Lecture 12 Text Analysis
This lecture uses the following packages:
tidyverse
tidytext
twitteR
scales
12.1 Data
12.1.1 Twitter
The content of recent Tweets can be downloaded using Twitter’s Application Pragramming Interface (API). We will make use of a package, twitteR
, that is designed to make working with this API easier.

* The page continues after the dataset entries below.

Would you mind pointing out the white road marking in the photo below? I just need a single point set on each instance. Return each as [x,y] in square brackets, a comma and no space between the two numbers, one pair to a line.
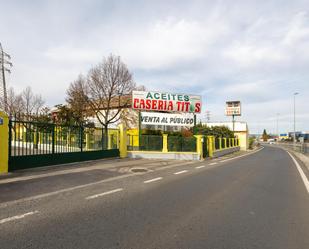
[199,167]
[153,180]
[105,193]
[229,159]
[301,172]
[180,172]
[57,192]
[18,217]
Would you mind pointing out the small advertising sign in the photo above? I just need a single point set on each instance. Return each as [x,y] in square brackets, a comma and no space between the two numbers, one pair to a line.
[168,102]
[233,108]
[168,119]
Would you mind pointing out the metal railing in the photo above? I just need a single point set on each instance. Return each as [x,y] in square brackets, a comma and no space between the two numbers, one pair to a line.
[35,138]
[298,147]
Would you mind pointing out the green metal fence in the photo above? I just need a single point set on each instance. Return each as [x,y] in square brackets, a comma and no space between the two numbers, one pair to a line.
[181,144]
[33,144]
[217,143]
[145,142]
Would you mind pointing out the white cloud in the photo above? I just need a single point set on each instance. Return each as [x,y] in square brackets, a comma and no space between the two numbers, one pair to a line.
[253,51]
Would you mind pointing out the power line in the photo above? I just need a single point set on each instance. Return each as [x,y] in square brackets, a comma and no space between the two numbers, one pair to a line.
[6,65]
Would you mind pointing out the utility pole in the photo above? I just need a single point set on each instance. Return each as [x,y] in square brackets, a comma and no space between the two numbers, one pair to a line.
[207,116]
[5,67]
[277,127]
[294,140]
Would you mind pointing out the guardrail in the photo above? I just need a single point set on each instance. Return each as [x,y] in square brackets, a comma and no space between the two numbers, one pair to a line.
[298,147]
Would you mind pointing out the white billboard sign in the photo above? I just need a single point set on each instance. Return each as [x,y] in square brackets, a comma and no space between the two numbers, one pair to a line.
[233,108]
[168,119]
[167,102]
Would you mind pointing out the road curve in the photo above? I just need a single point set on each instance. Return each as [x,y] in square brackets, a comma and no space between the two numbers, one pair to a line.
[258,201]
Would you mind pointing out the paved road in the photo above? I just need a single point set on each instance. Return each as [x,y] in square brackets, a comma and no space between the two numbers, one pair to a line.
[257,201]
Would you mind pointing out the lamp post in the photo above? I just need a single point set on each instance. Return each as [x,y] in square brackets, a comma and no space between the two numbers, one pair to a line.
[277,127]
[294,140]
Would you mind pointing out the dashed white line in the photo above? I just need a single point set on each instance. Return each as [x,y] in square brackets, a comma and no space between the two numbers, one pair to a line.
[301,172]
[199,167]
[212,163]
[18,217]
[105,193]
[180,172]
[153,180]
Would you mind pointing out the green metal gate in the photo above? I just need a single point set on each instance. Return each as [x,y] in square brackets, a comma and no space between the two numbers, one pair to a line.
[35,144]
[205,147]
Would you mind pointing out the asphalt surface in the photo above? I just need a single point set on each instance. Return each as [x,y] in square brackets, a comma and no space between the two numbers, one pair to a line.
[256,201]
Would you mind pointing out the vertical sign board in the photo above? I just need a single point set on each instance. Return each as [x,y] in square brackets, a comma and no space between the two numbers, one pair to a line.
[168,119]
[166,102]
[233,108]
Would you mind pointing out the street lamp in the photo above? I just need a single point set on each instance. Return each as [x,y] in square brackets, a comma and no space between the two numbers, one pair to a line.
[277,126]
[295,118]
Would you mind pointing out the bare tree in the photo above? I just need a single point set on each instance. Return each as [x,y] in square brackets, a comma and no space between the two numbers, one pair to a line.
[109,84]
[32,103]
[77,99]
[15,103]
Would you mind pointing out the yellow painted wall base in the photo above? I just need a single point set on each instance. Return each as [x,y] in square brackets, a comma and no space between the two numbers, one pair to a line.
[123,141]
[4,143]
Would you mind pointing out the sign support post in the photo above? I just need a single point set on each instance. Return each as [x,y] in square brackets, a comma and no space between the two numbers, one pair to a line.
[139,128]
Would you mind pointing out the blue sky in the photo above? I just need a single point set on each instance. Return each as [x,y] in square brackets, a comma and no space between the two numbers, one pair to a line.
[253,51]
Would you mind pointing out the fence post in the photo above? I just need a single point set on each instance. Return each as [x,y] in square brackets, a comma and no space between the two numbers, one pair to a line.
[53,139]
[109,142]
[210,140]
[199,146]
[87,140]
[4,143]
[123,141]
[165,149]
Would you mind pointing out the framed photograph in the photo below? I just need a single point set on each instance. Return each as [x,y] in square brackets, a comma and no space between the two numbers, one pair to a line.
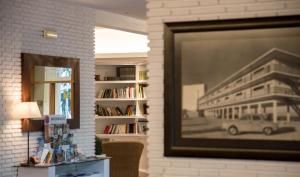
[232,88]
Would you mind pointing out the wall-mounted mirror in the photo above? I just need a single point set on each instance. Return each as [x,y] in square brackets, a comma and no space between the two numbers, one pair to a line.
[53,82]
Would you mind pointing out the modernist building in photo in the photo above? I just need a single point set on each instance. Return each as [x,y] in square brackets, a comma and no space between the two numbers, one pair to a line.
[269,84]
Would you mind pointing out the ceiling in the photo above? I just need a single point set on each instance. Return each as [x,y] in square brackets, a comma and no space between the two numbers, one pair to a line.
[131,8]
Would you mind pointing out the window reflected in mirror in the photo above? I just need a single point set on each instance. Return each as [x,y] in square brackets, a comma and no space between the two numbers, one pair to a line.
[53,90]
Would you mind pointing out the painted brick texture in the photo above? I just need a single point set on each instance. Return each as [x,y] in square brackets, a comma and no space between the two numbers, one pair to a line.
[21,24]
[160,11]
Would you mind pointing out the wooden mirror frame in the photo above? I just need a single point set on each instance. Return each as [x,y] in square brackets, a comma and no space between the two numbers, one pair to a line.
[28,63]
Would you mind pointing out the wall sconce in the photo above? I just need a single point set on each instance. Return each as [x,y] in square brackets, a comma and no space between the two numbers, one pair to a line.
[50,33]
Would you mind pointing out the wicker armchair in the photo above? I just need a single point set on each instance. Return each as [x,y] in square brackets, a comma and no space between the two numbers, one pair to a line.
[125,158]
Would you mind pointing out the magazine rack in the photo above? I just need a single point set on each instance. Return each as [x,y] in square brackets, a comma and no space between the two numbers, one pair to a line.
[92,167]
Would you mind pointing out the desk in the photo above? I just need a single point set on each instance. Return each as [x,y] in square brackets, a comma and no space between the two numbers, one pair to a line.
[94,167]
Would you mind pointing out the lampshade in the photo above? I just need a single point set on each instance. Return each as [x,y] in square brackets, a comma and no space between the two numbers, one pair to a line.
[26,110]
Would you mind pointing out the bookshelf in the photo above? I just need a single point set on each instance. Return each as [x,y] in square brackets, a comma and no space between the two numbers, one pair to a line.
[120,91]
[107,67]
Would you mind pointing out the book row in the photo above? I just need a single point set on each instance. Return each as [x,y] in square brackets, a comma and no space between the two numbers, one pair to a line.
[127,92]
[115,111]
[124,128]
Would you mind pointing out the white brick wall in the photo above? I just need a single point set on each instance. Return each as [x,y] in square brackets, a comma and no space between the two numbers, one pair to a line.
[21,24]
[160,11]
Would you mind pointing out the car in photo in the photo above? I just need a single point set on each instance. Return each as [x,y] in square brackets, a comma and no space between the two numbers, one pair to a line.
[251,123]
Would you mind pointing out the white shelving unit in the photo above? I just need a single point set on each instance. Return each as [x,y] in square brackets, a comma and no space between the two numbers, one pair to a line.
[106,66]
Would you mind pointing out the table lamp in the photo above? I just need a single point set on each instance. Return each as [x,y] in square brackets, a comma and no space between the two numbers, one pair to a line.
[27,110]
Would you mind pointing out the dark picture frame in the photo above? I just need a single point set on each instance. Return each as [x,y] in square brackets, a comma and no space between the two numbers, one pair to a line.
[28,62]
[174,142]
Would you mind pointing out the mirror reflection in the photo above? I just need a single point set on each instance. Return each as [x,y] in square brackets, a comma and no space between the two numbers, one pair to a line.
[53,90]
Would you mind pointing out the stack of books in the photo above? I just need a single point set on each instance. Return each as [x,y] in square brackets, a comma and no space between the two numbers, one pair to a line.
[127,92]
[123,128]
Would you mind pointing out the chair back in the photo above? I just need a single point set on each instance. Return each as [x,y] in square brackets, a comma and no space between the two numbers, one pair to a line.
[125,158]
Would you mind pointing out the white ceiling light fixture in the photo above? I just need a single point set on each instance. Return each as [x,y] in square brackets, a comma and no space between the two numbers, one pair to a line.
[47,33]
[116,41]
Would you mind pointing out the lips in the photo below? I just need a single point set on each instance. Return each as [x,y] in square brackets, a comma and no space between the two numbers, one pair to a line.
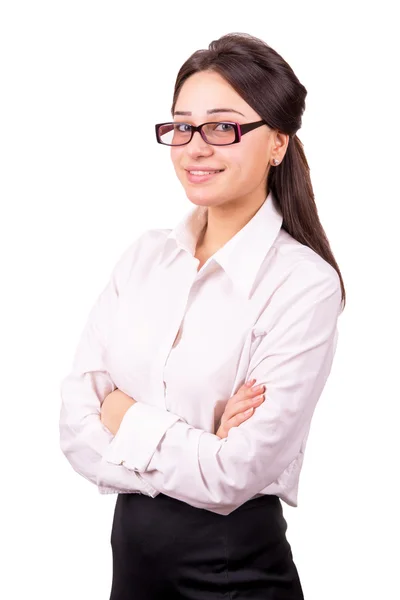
[203,169]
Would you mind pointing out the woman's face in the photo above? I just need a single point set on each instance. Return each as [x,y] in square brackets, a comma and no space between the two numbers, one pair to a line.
[207,96]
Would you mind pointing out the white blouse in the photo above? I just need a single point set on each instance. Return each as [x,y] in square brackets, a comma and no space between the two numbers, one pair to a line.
[181,342]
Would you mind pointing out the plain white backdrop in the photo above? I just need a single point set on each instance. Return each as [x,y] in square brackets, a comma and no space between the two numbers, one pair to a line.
[82,85]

In class I will provide you with an API Key and API Secret that you can use. Outside of class, you will need to set up your own Twitter application at https://apps.twitter.com.
12.1.2 Setting up twitteR
Install the twitteR
package:
install.packages("twitteR")
Load the package:
library(twitteR)
Finally, authenticate with twitter using the API Key
, API Secret
, Access Token
, and Access Secret
from the application for this course or your own. setup_twitter_oauth("API key", "API secret", "Access token", "Access secret")
12.1.3 Finding tweets
We’ll store 1000 tweets that contain income
in rstatTweets
:
income_tweets <- searchTwitter('income', n=10000)
Each tweet is stored as a twitteR::status
object. To make it easy to gather the data we want to analyze let’s create a function that will return all the columns in our soon to be created data frame.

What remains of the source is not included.